Rather than waiting for a full LLM response, generated tokens should be streamed directly into the TTS system. This enables speech synthesis to begin while the model is still reasoning, significantly reducing the time before the first audio output is heard.

# Example: Streaming tokens directly to TTS
async def generate_and_stream_response(transcript, websocket):
    buffer = []

    async for token in llm.stream(transcript):
        buffer.append(token)

        # Send token to client for display
        await websocket.send_json({
            'type': 'llm.token',
            'token': token
        })

        # When we have enough tokens for natural speech, synthesize
        if len(buffer) >= 10 or is_punctuation(token):
            text_chunk = ''.join(buffer)
            buffer.clear()

            # Stream to TTS immediately
            async for audio_chunk in tts.synthesize_stream(text_chunk):
                await websocket.send_json({
                    'type': 'audio.output',
                    'data': base64.b64encode(audio_chunk).decode()
                })

Early Stream Cancellation

Voice interactions are interrupt-driven. When new audio arrives, ongoing LLM inference or TTS synthesis should be canceled immediately. Early cancellation prevents wasted computation and avoids playing outdated responses, keeping the system responsive to user intent.

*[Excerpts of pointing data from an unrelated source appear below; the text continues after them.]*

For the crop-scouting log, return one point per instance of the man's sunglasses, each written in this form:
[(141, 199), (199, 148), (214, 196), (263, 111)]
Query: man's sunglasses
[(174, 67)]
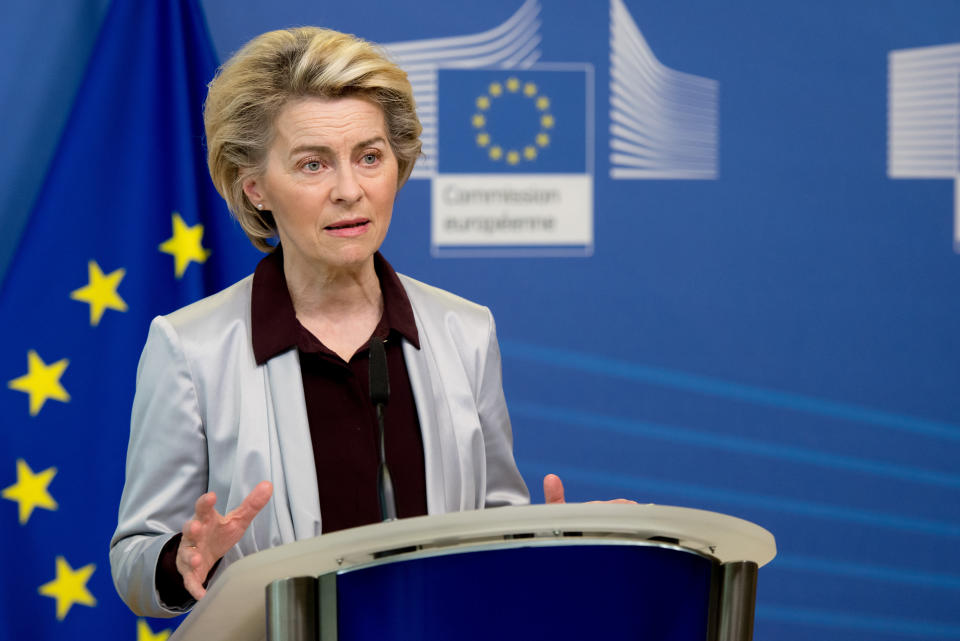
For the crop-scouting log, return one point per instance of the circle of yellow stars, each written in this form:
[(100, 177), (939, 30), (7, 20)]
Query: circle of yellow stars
[(512, 155)]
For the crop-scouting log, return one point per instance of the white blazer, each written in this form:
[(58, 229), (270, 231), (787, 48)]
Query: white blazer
[(206, 417)]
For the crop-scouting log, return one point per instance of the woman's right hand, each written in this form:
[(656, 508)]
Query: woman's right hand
[(208, 535)]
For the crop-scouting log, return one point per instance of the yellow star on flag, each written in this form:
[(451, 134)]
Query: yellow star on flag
[(101, 292), (144, 633), (184, 245), (69, 587), (30, 490), (41, 382)]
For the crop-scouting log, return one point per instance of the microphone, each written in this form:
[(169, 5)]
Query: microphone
[(379, 395)]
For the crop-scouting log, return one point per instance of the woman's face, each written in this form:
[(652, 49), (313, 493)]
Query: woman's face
[(330, 181)]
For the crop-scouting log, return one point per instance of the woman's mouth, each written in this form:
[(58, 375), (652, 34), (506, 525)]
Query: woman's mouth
[(348, 228)]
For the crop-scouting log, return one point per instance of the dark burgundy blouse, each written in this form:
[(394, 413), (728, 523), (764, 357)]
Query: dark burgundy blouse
[(343, 425)]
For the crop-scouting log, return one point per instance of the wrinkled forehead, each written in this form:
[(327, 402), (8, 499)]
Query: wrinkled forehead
[(335, 123)]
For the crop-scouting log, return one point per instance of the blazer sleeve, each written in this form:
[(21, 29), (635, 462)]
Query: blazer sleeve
[(505, 485), (166, 469)]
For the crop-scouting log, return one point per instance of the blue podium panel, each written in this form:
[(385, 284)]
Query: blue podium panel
[(556, 592)]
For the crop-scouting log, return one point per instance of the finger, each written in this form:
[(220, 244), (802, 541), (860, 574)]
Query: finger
[(191, 534), (552, 489), (254, 502), (204, 507), (194, 586)]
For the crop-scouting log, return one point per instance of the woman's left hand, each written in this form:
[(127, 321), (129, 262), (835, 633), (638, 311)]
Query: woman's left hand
[(553, 491)]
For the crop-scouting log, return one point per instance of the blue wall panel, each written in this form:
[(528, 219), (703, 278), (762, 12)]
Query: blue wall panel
[(778, 343)]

# Example: Cancellation handling
class ConversationSession:
    def __init__(self):
        self.current_llm_task = None
        self.current_tts_task = None

    async def handle_interrupt(self, websocket):
        # Cancel ongoing operations immediately
        if self.current_llm_task and not self.current_llm_task.done():
            self.current_llm_task.cancel()

        if self.current_tts_task and not self.current_tts_task.done():
            self.current_tts_task.cancel()

        # Notify client
        await websocket.send_json({
            'type': 'control.cancelled',
            'reason': 'user_interrupt'
        })

        # Clear audio playback buffer on client
        await websocket.send_json({
            'type': 'control.clear_audio'
        })

Minimal Payload Size

WebSocket messages should carry only what is necessary. Compact audio encoding, lightweight event metadata, and minimal JSON structures reduce serialization overhead and network latency. In streaming systems, even small payload savings matter when multiplied across hundreds of messages per interaction.

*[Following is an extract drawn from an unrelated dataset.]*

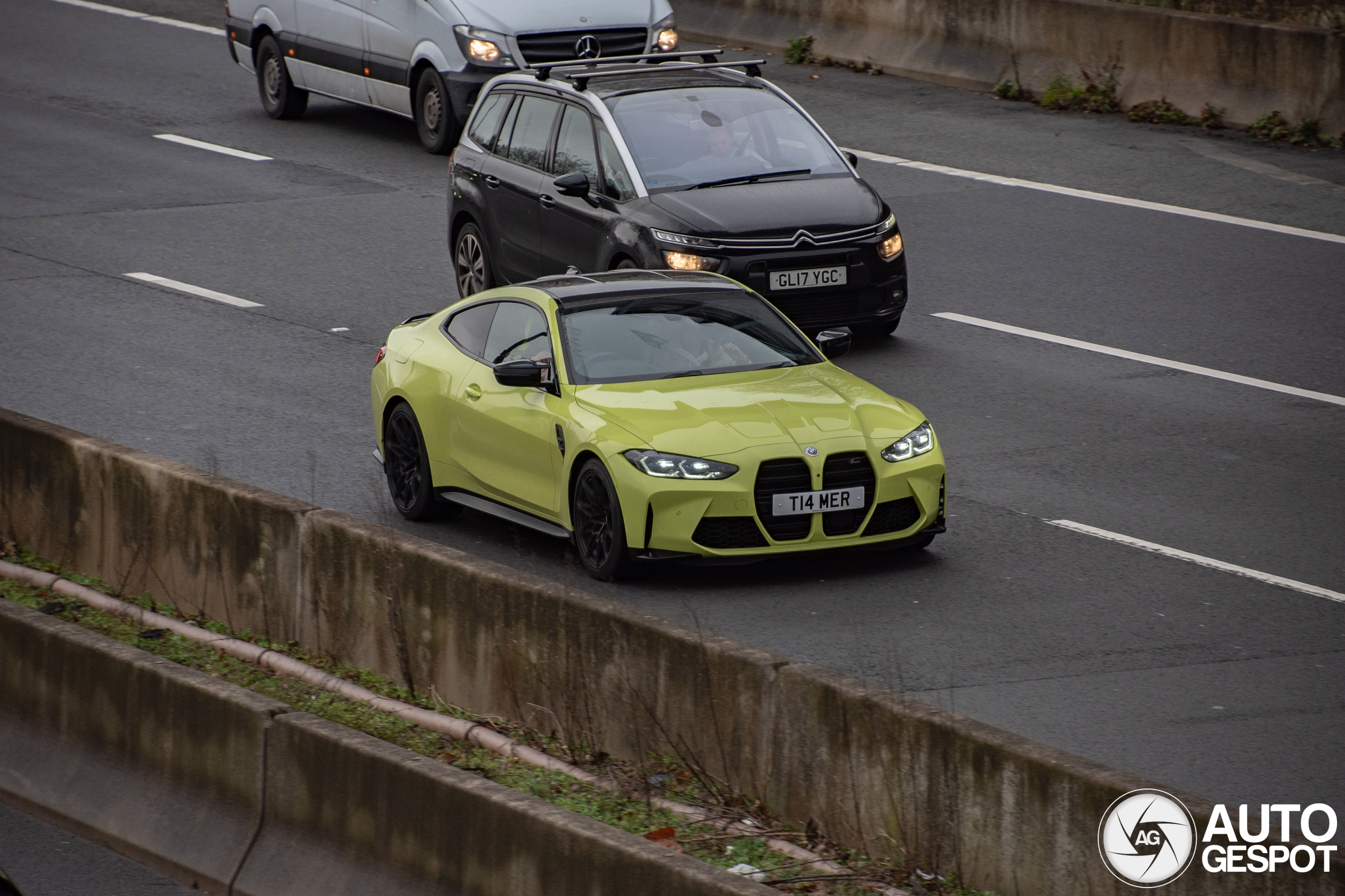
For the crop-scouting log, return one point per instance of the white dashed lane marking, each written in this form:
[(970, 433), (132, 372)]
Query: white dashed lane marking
[(1145, 359), (195, 291), (1199, 560), (1100, 198), (202, 144)]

Taken together, these optimizations shift the system from a batch-oriented pipeline to a truly streaming architecture, where useful work happens continuously instead of waiting on artificial boundaries.

Final Thoughts

Building real-time voice AI systems is less about choosing the right models and more about designing the right architecture. Most latency and reliability issues emerge not from STT, LLMs, or TTS themselves, but from how they are connected and coordinated.

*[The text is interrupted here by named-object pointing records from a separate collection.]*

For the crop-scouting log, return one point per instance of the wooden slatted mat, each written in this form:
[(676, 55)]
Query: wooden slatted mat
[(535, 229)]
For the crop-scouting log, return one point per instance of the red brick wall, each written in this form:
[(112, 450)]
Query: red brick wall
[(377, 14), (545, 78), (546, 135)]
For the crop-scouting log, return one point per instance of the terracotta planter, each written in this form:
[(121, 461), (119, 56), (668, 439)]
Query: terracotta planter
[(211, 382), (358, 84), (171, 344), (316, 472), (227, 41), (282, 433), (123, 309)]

By shifting from a request–response mindset to a streaming-first design, and by using WebSockets as the backbone for bidirectional communication, voice interactions can feel immediate and natural rather than delayed and mechanical.

The key takeaway is simple: real-time voice AI is a systems problem. Small architectural decisions—buffer sizes, streaming boundaries, cancellation semantics, and protocol design—compound into massive differences in user experience.

Get the architecture right, and the models can shine. Get it wrong, and no amount of model quality will hide the latency.